“If it ain’t broke, don’t fix it” has been a rallying cry lately amidst a torrent of poorly-received remakes of classic films. From Carrie to Annie and every Disney animation in-between, for some reason filmmakers love to churn out glossier re-makes of well-loved originals instead of penning original scripts. Will Steven Spielberg however, be the one to somehow improve Robert Wise and Jerome Robbins’ beloved 1961 adaptation of the broadway musical West Side Story?
The 1961 original, which won 10 of its 11 Oscar nominations, follows the same story as the stage musical, which is a loose adaptation of Shakespeare’s Romeo and Juliet. It follows two rival gangs in the West Side’s Lincoln Square neighborhood in Manhattan: the white American Jets and the Puerto Rican Sharks. Tension, tragedy and a lot of aggressive finger-clicking ensue when Tony, the leader of the Jets, falls in love with Maria, whose brother Bernardo is leader of the Sharks.
The remake will star newcomer Rachel Zegler as Maria and Ansel Elgort as Tony. Elgort suffered a blow with the failure of 2018’s Billionaire Boys Club, but he is set to star in this autumn’s The Goldfinch, bringing some big-name star power to the line-up. Joining them are Ariana DeBose (Anita), David Alvarez (Bernardo), Mike Faist (Riff), Josh Andrés Rivera (Chino), Corey Stoll (Lieutenant Schrank) and Brian d’Arcy James (Sergeant Krupke).
Choreographer Justin Peck will have his work cut out to create moves to rival Jerome Robbins’ from the 1961 film, which were utterly iconic and trailblazing with their contemporaneity and storytelling abilities. Thankfully, though, the remake will refrain from altering the rousing, beautiful score, retaining Leonard Bernstein’s rhythmic complexity and Sondheim’s humorous lyricism with songs such as “Something’s Coming,” “America,” “Tonight” and “I Feel Pretty.” Tony Kushner has penned the script, based on the original stage book, with Janusz Kaminski on set as cinematographer.

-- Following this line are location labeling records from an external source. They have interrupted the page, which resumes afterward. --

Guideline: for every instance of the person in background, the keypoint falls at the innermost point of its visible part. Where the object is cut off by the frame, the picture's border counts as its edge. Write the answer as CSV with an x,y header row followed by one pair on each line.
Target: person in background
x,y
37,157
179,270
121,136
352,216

This remake does, however, seem poised to rectify some issues prevalent in the original fim. Firstly, Spielberg’s remake boasts a diverse cast with the Puerto Rican characters actually being played by Latinx actors, which wasn’t the case in 1961. Furthermore, the actors casts will actually sing themselves, whereas in 1961 Natalie Wood and Richard Beymer as Maria and Tony mimed while ghost singers were hired to actually hit the notes.
Audiences will have to wait before they can decide whether or not the adaptation matches up, as the film won’t be released until December 2020.